-
Notifications
You must be signed in to change notification settings - Fork 345
Description
System Info
Environment:
- CUDA Driver Version: 550.105.08
- CUDA Version: 13.0
- GPU: NVIDIA H20
- GPU Memory: 97871 MiB (~96 GB)
- Platform: OpenShift/Kubernetes
- TEI Version: 1.8.3
- TEI Image: ghcr.io/huggingface/text-embeddings-inference:hopper-1.8.3
- Model: Qwen/Qwen3-Embedding-8B
Launch Parameters:
--model-id Qwen/Qwen3-Embedding-8B
--pooling mean
--max-batch-requests 128
--max-concurrent-requests 256
--max-batch-tokens 40960
--dtype float16
Information
- Docker
- The CLI directly
Tasks
- An officially supported command
- My own modifications
Reproduction
-
Pull and run the TEI hopper image on a system with CUDA 13.0:
docker run --gpus all -p 80:80
ghcr.io/huggingface/text-embeddings-inference:hopper-1.8.3
--model-id Qwen/Qwen3-Embedding-8B
--pooling mean
--max-batch-requests 128
--max-concurrent-requests 256
--max-batch-tokens 40960
--dtype float16 -
Observe the initialization logs:
- Container starts and text embeddings router initializes
- Attempts to load model: Qwen/Qwen3-Embedding-8B
- WARNING appears: "Could not find a Sentence Transformers config"

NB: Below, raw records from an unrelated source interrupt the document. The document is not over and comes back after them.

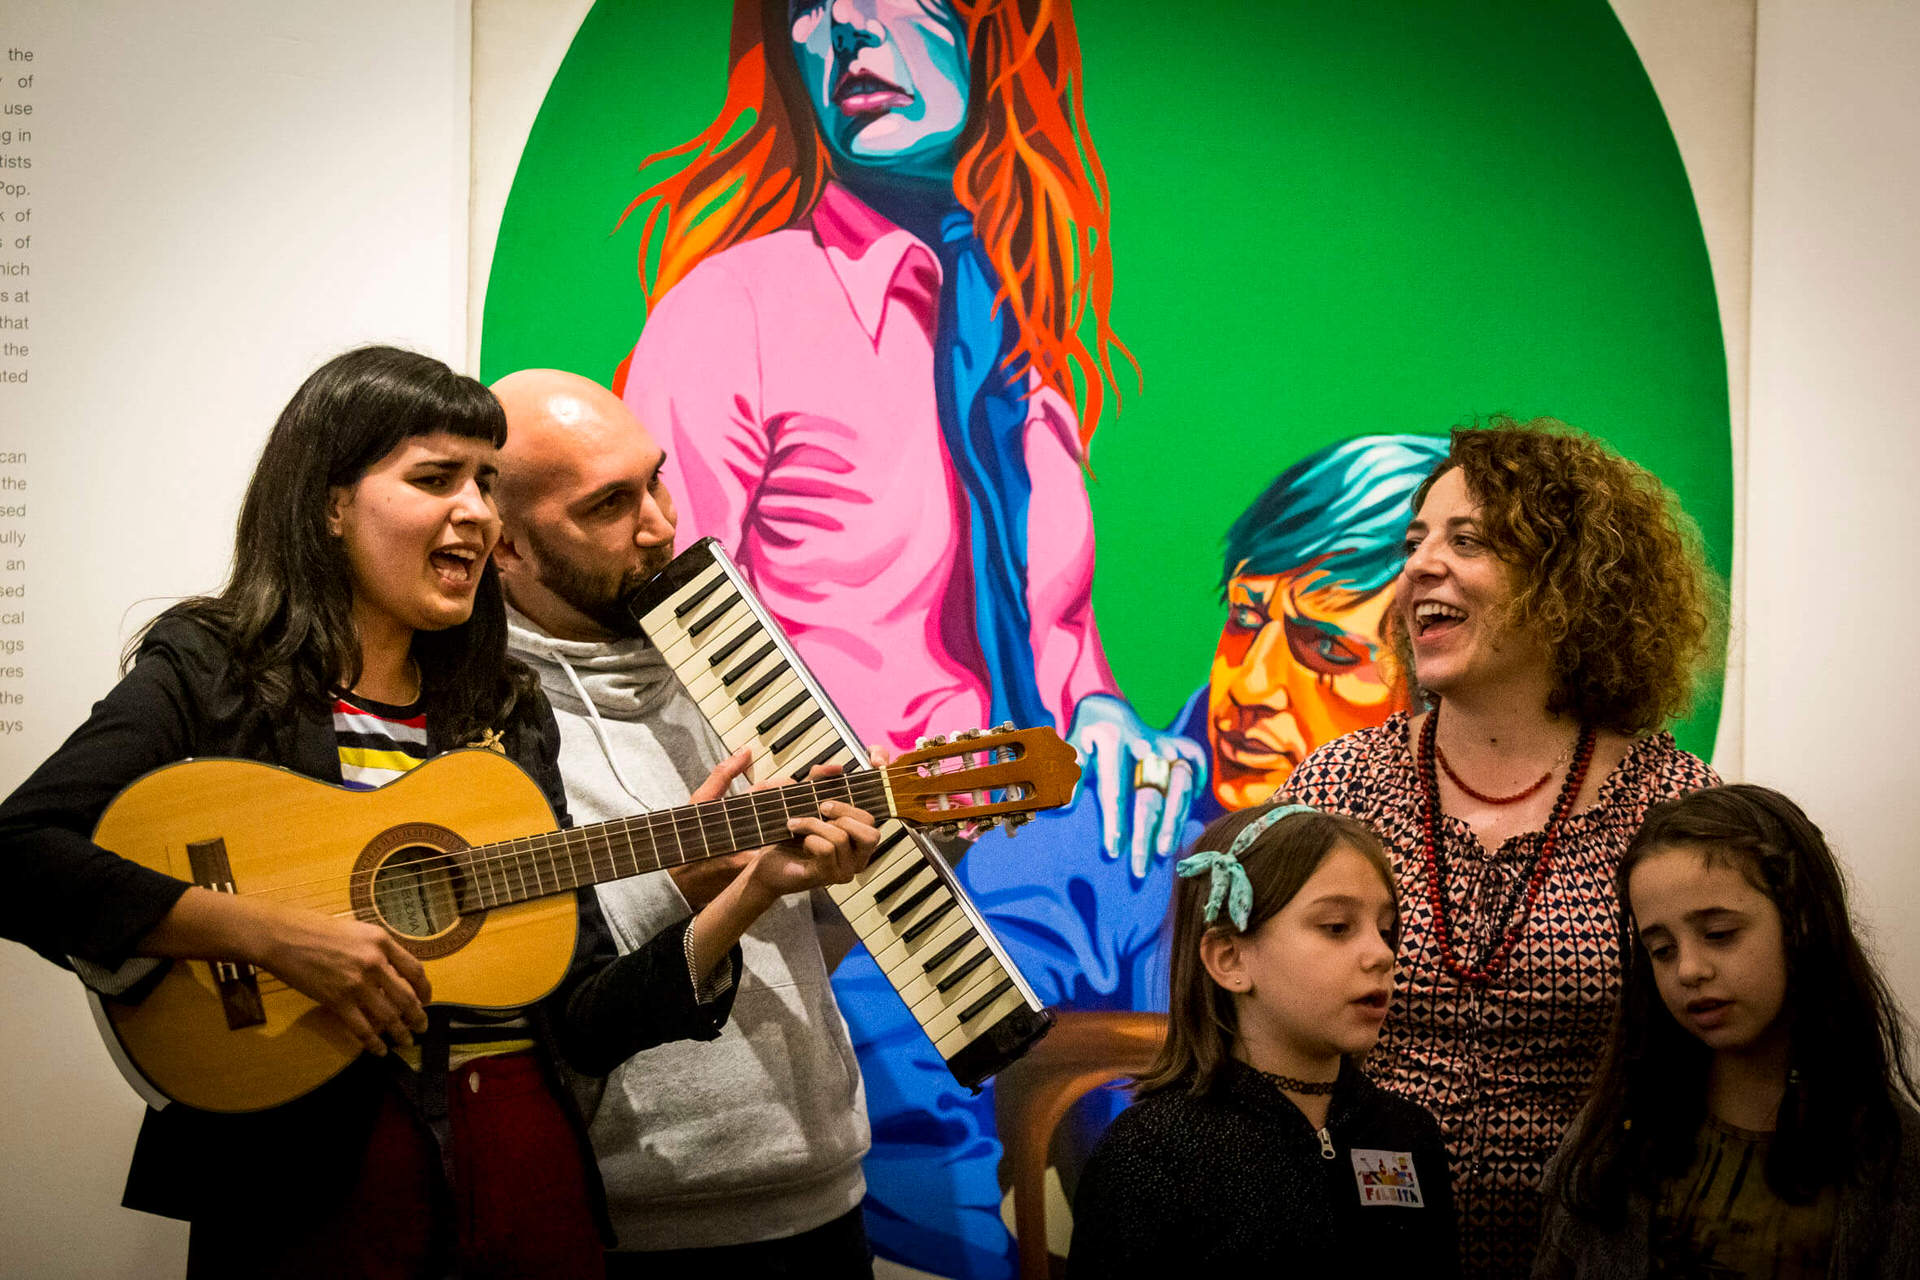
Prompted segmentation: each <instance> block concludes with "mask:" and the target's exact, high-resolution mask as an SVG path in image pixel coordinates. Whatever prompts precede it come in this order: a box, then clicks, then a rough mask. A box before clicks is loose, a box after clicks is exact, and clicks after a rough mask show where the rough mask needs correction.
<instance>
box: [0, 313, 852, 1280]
mask: <svg viewBox="0 0 1920 1280" xmlns="http://www.w3.org/2000/svg"><path fill="white" fill-rule="evenodd" d="M505 434H507V420H505V415H503V413H501V407H499V403H497V401H495V399H493V395H492V393H490V391H488V390H486V388H484V386H480V384H478V382H474V380H470V378H465V376H459V374H455V372H453V370H451V368H447V367H445V365H442V363H440V361H434V359H430V357H424V355H415V353H409V351H397V349H392V347H363V349H357V351H349V353H346V355H342V357H338V359H334V361H330V363H328V365H324V367H323V368H321V370H317V372H315V374H313V376H311V378H307V382H305V384H303V386H301V388H300V391H298V393H296V395H294V399H292V401H290V403H288V407H286V409H284V411H282V415H280V418H278V422H276V424H275V428H273V434H271V436H269V439H267V445H265V449H263V453H261V459H259V464H257V468H255V472H253V478H252V482H250V486H248V493H246V501H244V505H242V512H240V524H238V532H236V539H234V572H232V580H230V581H228V585H227V587H225V589H223V591H221V593H219V595H211V597H200V599H190V601H184V603H180V604H177V606H175V608H171V610H167V612H165V614H161V618H159V620H156V622H154V624H152V626H150V628H148V629H146V633H144V635H140V637H138V639H136V643H134V645H132V649H131V654H129V658H131V662H129V672H127V676H125V677H123V679H121V683H119V685H117V687H115V689H113V691H111V693H109V695H108V697H106V699H104V700H102V702H100V704H98V706H96V708H94V712H92V716H90V718H88V720H86V723H84V725H81V729H79V731H77V733H75V735H73V737H71V739H67V743H65V745H63V747H61V748H60V750H58V752H56V754H54V756H52V758H50V760H48V762H46V764H42V766H40V770H36V771H35V773H33V777H29V779H27V781H25V783H23V785H21V787H19V791H15V793H13V796H12V798H8V800H6V804H4V806H0V848H4V850H6V860H8V865H10V869H12V871H13V877H15V892H13V894H10V896H8V898H6V900H4V902H0V935H4V936H10V938H15V940H21V942H25V944H29V946H33V948H35V950H38V952H40V954H42V956H46V958H50V960H54V961H56V963H63V965H69V967H73V969H75V971H77V973H79V975H81V977H83V981H86V983H88V984H90V986H92V988H94V990H98V992H102V994H106V996H113V998H119V1000H138V998H142V996H144V994H146V992H148V990H150V988H152V984H154V981H156V979H157V971H159V969H163V967H165V963H167V961H169V960H188V958H192V960H225V961H240V963H250V965H257V967H259V969H263V971H265V973H269V975H273V977H276V979H280V981H284V983H286V984H290V986H294V988H298V990H300V992H303V994H307V996H311V998H313V1000H315V1002H319V1004H321V1006H323V1007H326V1009H330V1011H332V1013H334V1015H338V1017H340V1019H342V1021H344V1023H346V1025H348V1027H349V1029H351V1032H353V1034H357V1036H359V1040H361V1042H363V1046H365V1050H367V1052H365V1054H363V1055H361V1057H359V1059H357V1061H355V1063H353V1065H351V1067H348V1069H346V1071H342V1073H340V1075H338V1077H334V1079H332V1080H330V1082H328V1084H324V1086H321V1088H319V1090H315V1092H311V1094H307V1096H303V1098H300V1100H298V1102H292V1103H286V1105H278V1107H273V1109H267V1111H255V1113H236V1115H215V1113H209V1111H196V1109H190V1107H184V1105H180V1103H173V1105H167V1107H165V1109H156V1111H150V1113H148V1117H146V1123H144V1125H142V1130H140V1140H138V1146H136V1151H134V1161H132V1171H131V1174H129V1182H127V1196H125V1203H127V1205H129V1207H132V1209H146V1211H150V1213H163V1215H169V1217H180V1219H186V1221H190V1222H192V1236H190V1245H188V1274H192V1276H230V1274H232V1276H238V1274H246V1276H340V1274H371V1276H405V1278H409V1280H411V1278H413V1276H426V1274H442V1272H445V1270H459V1272H463V1274H543V1276H597V1274H601V1230H599V1222H597V1213H595V1203H597V1178H595V1174H593V1163H591V1159H589V1157H586V1155H584V1138H582V1132H580V1125H578V1117H576V1113H574V1109H572V1105H570V1102H566V1100H564V1092H563V1090H561V1088H557V1084H555V1073H553V1065H555V1061H557V1059H564V1061H566V1063H568V1065H570V1067H574V1069H578V1071H584V1073H589V1075H591V1073H605V1071H607V1069H611V1067H612V1065H616V1063H618V1061H624V1059H626V1057H630V1055H632V1054H636V1052H637V1050H641V1048H647V1046H651V1044H659V1042H662V1040H672V1038H687V1036H693V1038H712V1036H714V1034H718V1027H720V1023H722V1021H724V1019H726V1015H728V1007H730V1004H732V981H733V977H735V975H737V963H739V960H737V950H735V942H737V938H739V935H741V931H743V929H745V927H747V925H749V923H751V921H753V919H755V917H756V915H758V913H760V910H764V908H766V906H768V904H772V902H774V900H778V898H780V896H781V894H785V892H795V890H801V889H812V887H816V885H822V883H831V881H845V879H849V877H851V875H852V873H854V871H856V869H858V867H860V865H862V864H864V860H866V856H868V854H870V852H872V846H874V839H876V833H874V827H872V821H870V818H868V814H864V812H860V810H856V808H852V806H847V804H839V802H828V804H826V806H822V816H820V818H803V819H795V821H793V823H789V825H791V831H793V835H795V841H793V842H787V844H778V846H770V848H766V850H762V852H760V854H758V856H756V858H755V860H753V862H751V864H749V865H747V869H743V871H741V875H739V879H735V881H733V885H730V887H728V889H726V890H724V892H722V894H720V896H718V898H716V900H714V902H712V904H708V906H707V908H705V910H703V912H701V913H699V915H695V917H693V919H691V921H687V923H685V925H680V927H674V929H668V931H666V933H662V935H659V936H657V938H653V942H651V944H647V946H645V948H641V950H637V952H634V954H630V956H622V958H618V960H614V948H612V940H611V936H609V935H607V929H605V925H603V921H601V917H599V912H597V906H595V900H593V894H591V892H584V894H580V898H578V902H580V906H578V910H580V925H582V927H580V944H578V950H576V954H574V961H572V967H570V971H568V975H566V979H564V981H563V983H561V986H559V988H557V990H555V992H553V994H551V996H549V998H545V1000H543V1002H541V1004H538V1006H532V1007H528V1009H522V1011H520V1013H518V1015H511V1017H507V1019H495V1021H490V1023H486V1025H461V1023H459V1021H455V1019H447V1017H432V1019H430V1017H428V1013H426V1007H424V1004H426V1000H428V998H430V986H428V981H426V973H424V969H422V967H420V963H419V961H417V960H415V958H413V954H409V952H407V950H405V948H403V946H399V944H397V942H396V940H394V938H392V936H390V935H388V933H386V931H384V929H380V927H376V925H371V923H359V921H353V919H334V917H328V915H323V913H319V912H311V910H303V908H298V906H288V904H276V902H273V900H271V898H253V896H236V894H225V892H213V890H207V889H200V887H188V885H186V883H182V881H177V879H173V877H169V875H163V873H157V871H152V869H146V867H142V865H138V864H132V862H129V860H123V858H119V856H115V854H111V852H108V850H106V848H100V846H98V844H94V842H92V841H90V839H88V837H90V833H92V831H94V825H96V821H98V818H100V814H102V812H104V810H106V806H108V804H109V802H111V800H113V796H115V794H117V793H119V791H121V789H123V787H125V785H127V783H131V781H132V779H136V777H140V775H144V773H148V771H152V770H156V768H159V766H165V764H171V762H177V760H184V758H188V756H236V758H248V760H261V762H269V764H278V766H284V768H288V770H292V771H296V773H303V775H307V777H315V779H321V781H328V783H342V785H348V787H355V785H359V787H367V785H378V783H382V781H388V779H392V777H397V775H399V773H403V771H405V770H407V768H411V766H413V764H417V762H420V760H424V758H428V756H430V754H436V752H440V750H447V748H453V747H463V745H486V747H497V748H499V750H503V752H505V754H507V756H511V758H513V760H515V762H518V764H520V766H522V768H526V770H528V771H530V773H532V775H534V779H536V781H538V783H540V787H541V791H543V793H545V796H547V800H549V804H551V806H553V812H555V814H557V816H561V821H563V823H564V821H566V819H564V814H566V810H564V793H563V789H561V779H559V770H557V764H555V760H557V741H559V735H557V729H555V723H553V714H551V710H549V708H547V702H545V699H543V697H541V693H540V687H538V683H536V681H534V677H532V674H530V672H526V670H524V668H520V664H516V662H513V660H511V658H509V656H507V651H505V612H503V595H501V587H499V580H497V576H495V570H493V566H492V562H490V555H492V551H493V543H495V539H497V537H499V516H497V512H495V510H493V499H492V493H490V489H492V482H493V453H495V449H497V447H499V443H501V441H503V439H505ZM730 766H732V768H733V771H737V770H739V768H741V762H739V760H733V762H730ZM728 777H730V775H728V766H722V770H720V771H716V775H714V779H708V785H707V787H703V793H705V794H703V793H697V796H695V798H710V796H712V794H718V789H722V787H724V785H726V781H728ZM474 1021H476V1023H478V1019H474ZM390 1048H392V1050H397V1052H390ZM380 1059H386V1061H380ZM401 1063H403V1065H401ZM449 1082H453V1084H455V1086H453V1088H449Z"/></svg>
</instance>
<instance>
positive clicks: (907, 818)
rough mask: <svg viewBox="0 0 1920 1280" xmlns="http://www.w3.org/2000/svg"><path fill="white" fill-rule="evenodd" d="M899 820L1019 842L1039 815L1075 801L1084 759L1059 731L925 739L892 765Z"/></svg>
mask: <svg viewBox="0 0 1920 1280" xmlns="http://www.w3.org/2000/svg"><path fill="white" fill-rule="evenodd" d="M887 777H889V783H887V785H889V793H891V798H893V816H895V818H900V819H904V821H910V823H914V825H920V827H947V829H952V831H960V829H962V827H981V825H993V823H996V821H998V823H1000V825H1002V827H1006V833H1008V835H1012V833H1014V831H1016V829H1018V827H1020V825H1021V823H1027V821H1033V812H1035V810H1044V808H1058V806H1062V804H1066V802H1068V800H1071V798H1073V787H1075V785H1077V783H1079V758H1077V756H1075V754H1073V748H1071V747H1068V745H1066V743H1064V741H1060V735H1058V733H1054V731H1052V729H1016V727H1014V725H1012V723H1004V725H1000V727H996V729H993V731H983V729H968V731H966V733H954V735H950V737H945V735H943V737H925V739H920V747H916V748H914V750H910V752H904V754H900V756H897V758H893V760H891V762H889V764H887Z"/></svg>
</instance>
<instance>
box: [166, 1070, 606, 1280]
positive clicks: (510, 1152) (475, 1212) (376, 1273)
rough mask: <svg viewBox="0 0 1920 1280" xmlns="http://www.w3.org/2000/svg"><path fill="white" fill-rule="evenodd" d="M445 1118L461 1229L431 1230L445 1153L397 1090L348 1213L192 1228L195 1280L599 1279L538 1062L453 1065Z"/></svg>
mask: <svg viewBox="0 0 1920 1280" xmlns="http://www.w3.org/2000/svg"><path fill="white" fill-rule="evenodd" d="M447 1119H449V1123H451V1148H449V1153H451V1165H453V1222H438V1221H436V1217H438V1213H436V1205H440V1203H444V1201H442V1199H440V1182H442V1178H440V1151H438V1150H436V1146H434V1140H432V1134H430V1132H428V1130H426V1126H424V1125H422V1123H420V1119H419V1115H415V1111H413V1107H411V1105H409V1103H407V1100H405V1098H401V1094H399V1090H397V1088H396V1090H388V1094H386V1098H384V1102H382V1107H380V1117H378V1121H376V1123H374V1128H372V1138H371V1140H369V1144H367V1159H365V1161H363V1165H361V1174H359V1180H357V1182H355V1184H353V1188H351V1190H349V1192H348V1196H346V1199H344V1201H342V1203H338V1205H334V1207H330V1209H326V1211H323V1213H315V1211H313V1209H311V1207H303V1205H286V1211H284V1215H280V1217H278V1221H271V1222H269V1221H259V1219H253V1221H248V1222H230V1221H205V1222H194V1228H192V1234H190V1236H188V1249H186V1274H188V1280H227V1278H228V1276H267V1278H273V1280H321V1278H323V1276H324V1278H328V1280H334V1278H342V1276H369V1278H372V1280H436V1278H438V1276H455V1274H457V1276H465V1278H470V1280H513V1278H518V1276H541V1278H545V1276H553V1278H555V1280H601V1278H603V1276H605V1263H603V1257H601V1238H599V1230H597V1228H595V1224H593V1211H591V1207H589V1203H588V1173H586V1169H584V1167H582V1151H580V1142H578V1138H576V1136H574V1128H572V1125H568V1121H566V1113H564V1109H563V1107H561V1102H559V1100H557V1098H555V1096H553V1090H551V1088H549V1086H547V1079H545V1073H543V1071H541V1067H540V1063H538V1061H536V1059H534V1055H532V1054H509V1055H503V1057H482V1059H476V1061H472V1063H467V1065H463V1067H457V1069H453V1071H451V1073H449V1075H447ZM234 1176H236V1178H246V1176H248V1171H244V1169H236V1171H234ZM449 1253H451V1257H449Z"/></svg>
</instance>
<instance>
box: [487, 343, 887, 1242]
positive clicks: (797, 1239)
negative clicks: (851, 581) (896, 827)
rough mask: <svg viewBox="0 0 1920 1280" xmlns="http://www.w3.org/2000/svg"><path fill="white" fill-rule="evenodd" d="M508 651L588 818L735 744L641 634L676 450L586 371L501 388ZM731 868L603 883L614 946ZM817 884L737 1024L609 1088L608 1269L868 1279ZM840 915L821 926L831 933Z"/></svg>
mask: <svg viewBox="0 0 1920 1280" xmlns="http://www.w3.org/2000/svg"><path fill="white" fill-rule="evenodd" d="M493 393H495V395H499V401H501V405H505V409H507V428H509V430H507V445H505V449H501V457H499V486H497V489H495V495H497V501H499V510H501V522H503V530H501V539H499V547H497V549H495V553H493V557H495V560H497V564H499V570H501V580H503V581H505V587H507V601H509V604H511V606H513V608H511V614H509V645H511V649H513V652H515V656H518V658H520V660H522V662H528V664H530V666H532V668H534V670H536V672H538V674H540V681H541V687H543V689H545V693H547V699H549V700H551V702H553V712H555V716H557V718H559V722H561V775H563V777H564V781H566V802H568V808H570V810H572V814H574V819H576V821H582V823H586V821H603V819H611V818H624V816H628V814H636V812H641V810H655V808H668V806H674V804H685V802H687V794H689V789H691V787H695V785H699V783H701V779H705V777H707V773H708V770H712V766H714V764H716V762H718V758H720V754H722V750H724V748H722V745H720V741H718V739H716V737H714V733H712V731H710V729H708V727H707V722H705V720H703V718H701V714H699V710H697V708H695V706H693V702H691V699H687V695H685V691H684V689H682V685H680V681H678V679H674V676H672V672H670V670H668V666H666V662H664V660H662V658H660V654H659V652H657V651H655V649H653V645H649V643H647V641H645V637H643V635H641V633H639V626H637V622H636V620H634V616H632V612H630V608H628V604H630V601H632V599H634V595H636V591H637V589H639V587H641V585H643V583H645V581H647V580H649V578H653V576H655V574H657V572H659V570H660V568H662V566H664V564H666V562H668V560H670V558H672V557H674V499H672V495H670V493H668V491H666V487H664V486H662V484H660V462H662V461H664V453H662V451H660V447H659V445H657V443H655V441H653V438H651V436H649V434H647V432H645V428H641V424H639V422H637V420H634V415H632V413H630V411H628V407H626V405H622V403H620V399H618V397H616V395H614V393H612V391H609V390H605V388H601V386H599V384H595V382H589V380H586V378H580V376H574V374H566V372H557V370H526V372H516V374H511V376H507V378H503V380H501V382H499V384H495V388H493ZM735 871H737V865H735V864H733V860H726V858H718V860H712V862H703V864H693V865H691V867H682V869H676V871H662V873H655V875H643V877H637V879H630V881H616V883H611V885H601V887H599V889H597V892H599V898H601V906H603V908H605V913H607V923H609V925H611V927H612V931H614V936H616V938H618V940H620V946H622V948H637V946H641V944H645V940H647V938H649V936H653V935H655V933H659V931H660V929H664V927H668V925H672V923H674V921H678V919H682V917H685V915H689V913H691V912H693V910H697V908H699V906H701V904H703V902H705V900H707V898H710V896H712V894H714V892H718V890H720V889H722V887H724V885H726V883H728V881H732V877H733V873H735ZM816 912H824V913H833V917H835V919H837V912H835V908H833V906H831V902H829V900H828V898H826V896H824V894H822V896H818V898H808V896H804V894H795V896H789V898H785V900H783V902H780V904H778V906H774V908H772V910H768V912H766V915H762V917H760V923H756V925H755V927H753V929H751V931H749V933H747V936H745V938H741V960H743V963H741V981H739V992H737V996H735V1002H733V1019H732V1021H730V1023H728V1025H726V1029H724V1031H722V1034H720V1038H718V1040H712V1042H707V1044H699V1046H691V1052H682V1050H678V1048H676V1050H649V1052H645V1054H639V1055H637V1057H634V1059H630V1061H628V1063H626V1065H622V1067H620V1069H618V1071H616V1073H614V1075H611V1077H609V1079H607V1088H605V1092H603V1096H601V1102H599V1107H597V1109H595V1111H593V1113H591V1123H589V1136H591V1138H593V1150H595V1153H597V1157H599V1169H601V1176H603V1180H605V1184H607V1205H609V1211H611V1215H612V1222H614V1230H616V1232H618V1238H620V1245H618V1247H620V1251H618V1253H611V1255H609V1276H612V1278H614V1280H618V1278H620V1276H628V1274H632V1276H676V1274H687V1276H695V1274H697V1276H701V1280H712V1276H714V1274H735V1272H737V1274H804V1276H816V1274H822V1276H847V1274H860V1276H866V1274H872V1263H870V1255H868V1245H866V1232H864V1228H862V1222H860V1197H862V1196H864V1192H866V1182H864V1178H862V1176H860V1159H862V1157H864V1155H866V1150H868V1121H866V1094H864V1086H862V1082H860V1071H858V1065H856V1063H854V1052H852V1044H851V1042H849V1036H847V1023H845V1019H841V1013H839V1006H835V1004H833V990H831V986H829V984H828V963H826V958H824V956H822V950H820V938H818V931H816ZM835 919H829V921H828V923H835Z"/></svg>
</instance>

- INFO: "Maximum number of tokens per request: 40960"
- INFO: "Starting 8 tokenization workers"
- INFO: "Starting model backend"
- INFO: "Starting FlashOwn3 model on Cuda(CudaDevice(DeviceId(1)))"

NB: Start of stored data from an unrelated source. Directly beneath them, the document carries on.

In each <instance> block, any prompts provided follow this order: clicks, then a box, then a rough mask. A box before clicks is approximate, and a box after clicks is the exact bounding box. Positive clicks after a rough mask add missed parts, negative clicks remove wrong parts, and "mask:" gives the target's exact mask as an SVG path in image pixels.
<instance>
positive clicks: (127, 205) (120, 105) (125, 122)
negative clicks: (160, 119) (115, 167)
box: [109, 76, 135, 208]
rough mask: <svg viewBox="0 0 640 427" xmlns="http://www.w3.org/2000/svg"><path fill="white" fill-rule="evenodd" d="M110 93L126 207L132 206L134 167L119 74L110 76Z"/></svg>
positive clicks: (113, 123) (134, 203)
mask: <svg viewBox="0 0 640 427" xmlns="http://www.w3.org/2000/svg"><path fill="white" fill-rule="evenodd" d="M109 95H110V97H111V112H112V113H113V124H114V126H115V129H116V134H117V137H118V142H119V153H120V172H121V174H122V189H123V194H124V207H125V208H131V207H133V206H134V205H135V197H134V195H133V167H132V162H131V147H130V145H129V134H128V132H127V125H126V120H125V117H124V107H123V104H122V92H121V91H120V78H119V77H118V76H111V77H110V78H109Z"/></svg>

- CRASH: "Floating point exception (core dumped)"
-
Check GPU status:
nvidia-smi
Result: Shows 0% GPU utilization, 0 MiB memory usage, no running processes -
Result: Container fails to serve embeddings, GPU remains unused
Note: The same model works correctly with the standard CUDA 12 variant:
docker run --gpus all -p 80:80
ghcr.io/huggingface/text-embeddings-inference:1.8.3
--model-id Qwen/Qwen3-Embedding-8B
--pooling mean
Expected behavior
Container should start successfully without crashes
Questions:
- Is CUDA 13.x support planned for the hopper variant?
- Can a hopper-cuda13 image variant be provided?